I don't think this matters. You're not referring to 30 forks on Bitcoin...right? Most of them go unknown so most of them don't influence the price of Bitcoin
Cash and Gold have influenced BTC price, you can see it on coinmarketcap graphs (shortly before forks)
Futures trade completely separate from the Blockchain, so there's no direct influence on the price from futures trading. Companies taking futures positions or making a market in futures need to buy and hold Bitcoin to serve as reserve for their futures positions (particularly if they're going short), so the futures business is supporting the price of Bitcoin due to that activity.
I think that opening up to external markets has directly influenced the price.
Look here:
https://www.youtube.com/watch?v=hwel3L6IZnc&t=68sAgreed to the decline in dominance, not to a collapse. How are you measuring "80% to 40%"? Of what?
(BTC Market cap)/(Total cryptocurrencies market cap )
Sure...but as media has died down so will the "newbie buyer" hype. This will slow the speculation.
Totally agree!
Lightning Network is coming.
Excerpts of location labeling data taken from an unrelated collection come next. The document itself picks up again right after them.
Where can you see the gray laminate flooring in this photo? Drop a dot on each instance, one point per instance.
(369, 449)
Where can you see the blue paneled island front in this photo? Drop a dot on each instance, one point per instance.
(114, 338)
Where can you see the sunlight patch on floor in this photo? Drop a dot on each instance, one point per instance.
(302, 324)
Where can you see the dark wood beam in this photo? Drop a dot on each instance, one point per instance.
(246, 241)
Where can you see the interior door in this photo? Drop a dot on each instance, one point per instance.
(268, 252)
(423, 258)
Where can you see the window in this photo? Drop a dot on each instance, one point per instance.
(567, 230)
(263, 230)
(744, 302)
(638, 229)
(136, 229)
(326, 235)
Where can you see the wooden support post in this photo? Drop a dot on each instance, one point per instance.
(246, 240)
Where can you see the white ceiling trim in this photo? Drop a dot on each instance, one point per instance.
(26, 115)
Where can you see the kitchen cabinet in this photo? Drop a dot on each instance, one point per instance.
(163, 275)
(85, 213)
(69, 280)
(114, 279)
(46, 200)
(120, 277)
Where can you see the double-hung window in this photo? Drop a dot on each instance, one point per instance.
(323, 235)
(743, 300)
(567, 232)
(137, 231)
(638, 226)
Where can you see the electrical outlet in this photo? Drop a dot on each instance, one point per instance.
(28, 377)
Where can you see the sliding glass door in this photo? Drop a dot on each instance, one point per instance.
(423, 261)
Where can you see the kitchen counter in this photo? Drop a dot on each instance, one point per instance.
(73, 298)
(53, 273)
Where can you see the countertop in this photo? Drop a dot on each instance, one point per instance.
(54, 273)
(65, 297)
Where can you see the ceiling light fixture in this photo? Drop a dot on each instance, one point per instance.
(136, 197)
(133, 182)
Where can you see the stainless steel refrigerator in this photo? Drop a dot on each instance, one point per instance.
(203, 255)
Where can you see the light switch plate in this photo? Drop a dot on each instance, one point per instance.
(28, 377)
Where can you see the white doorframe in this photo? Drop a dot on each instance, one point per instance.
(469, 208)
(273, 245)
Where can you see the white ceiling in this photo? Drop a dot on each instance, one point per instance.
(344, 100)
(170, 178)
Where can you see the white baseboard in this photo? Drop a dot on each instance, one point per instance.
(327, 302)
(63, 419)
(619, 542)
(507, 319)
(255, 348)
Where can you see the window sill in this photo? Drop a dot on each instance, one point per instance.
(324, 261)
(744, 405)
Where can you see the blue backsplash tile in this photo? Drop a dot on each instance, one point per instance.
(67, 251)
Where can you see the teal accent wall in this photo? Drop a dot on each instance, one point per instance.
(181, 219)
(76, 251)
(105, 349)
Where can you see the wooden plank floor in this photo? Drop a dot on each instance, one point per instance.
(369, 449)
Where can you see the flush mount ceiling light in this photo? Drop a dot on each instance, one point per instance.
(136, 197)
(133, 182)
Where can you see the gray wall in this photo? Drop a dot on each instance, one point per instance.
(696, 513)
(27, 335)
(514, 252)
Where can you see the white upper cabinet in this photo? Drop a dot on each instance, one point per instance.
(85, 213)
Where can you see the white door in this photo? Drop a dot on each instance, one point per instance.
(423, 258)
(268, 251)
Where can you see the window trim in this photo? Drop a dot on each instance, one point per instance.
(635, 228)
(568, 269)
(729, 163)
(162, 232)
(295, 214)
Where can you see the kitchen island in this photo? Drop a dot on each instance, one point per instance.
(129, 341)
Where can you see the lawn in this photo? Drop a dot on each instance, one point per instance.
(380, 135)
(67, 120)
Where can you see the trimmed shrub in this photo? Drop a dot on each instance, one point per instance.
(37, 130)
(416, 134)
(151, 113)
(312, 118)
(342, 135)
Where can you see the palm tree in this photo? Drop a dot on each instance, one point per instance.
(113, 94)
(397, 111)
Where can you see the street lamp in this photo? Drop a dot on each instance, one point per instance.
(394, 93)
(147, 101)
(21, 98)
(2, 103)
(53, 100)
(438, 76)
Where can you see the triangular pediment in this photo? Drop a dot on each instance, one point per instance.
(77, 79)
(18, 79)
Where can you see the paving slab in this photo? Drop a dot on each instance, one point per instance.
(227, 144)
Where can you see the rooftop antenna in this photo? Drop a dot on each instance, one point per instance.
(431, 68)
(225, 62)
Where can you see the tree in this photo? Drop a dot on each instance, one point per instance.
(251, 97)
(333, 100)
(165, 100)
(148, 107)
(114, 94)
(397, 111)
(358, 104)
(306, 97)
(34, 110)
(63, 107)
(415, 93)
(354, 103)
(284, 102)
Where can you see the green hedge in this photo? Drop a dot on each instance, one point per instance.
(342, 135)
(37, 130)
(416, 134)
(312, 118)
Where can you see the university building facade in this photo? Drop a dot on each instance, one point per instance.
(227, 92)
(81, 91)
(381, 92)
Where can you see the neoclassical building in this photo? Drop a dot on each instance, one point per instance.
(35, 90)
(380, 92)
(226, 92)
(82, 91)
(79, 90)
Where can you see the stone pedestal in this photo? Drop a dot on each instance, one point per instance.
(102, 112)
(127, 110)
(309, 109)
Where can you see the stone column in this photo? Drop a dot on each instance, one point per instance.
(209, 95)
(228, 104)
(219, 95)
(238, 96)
And, actually, I think it's the lack of merchants wanting to hold or deal in Bitcoin that's made a greater impact on Bitcoin's utility shifting to an investment class.
I'm waiting for them.
they could be an excellent solution
Nice chart, you should explain to us what the logarithmic scale does for charts like this.
Ok. I took BTC price week by week, and then I calculated:
logarithmic scale price = log10($ price)
In this way I avoided the crushing of data (in the graph) in the years when the price was lower.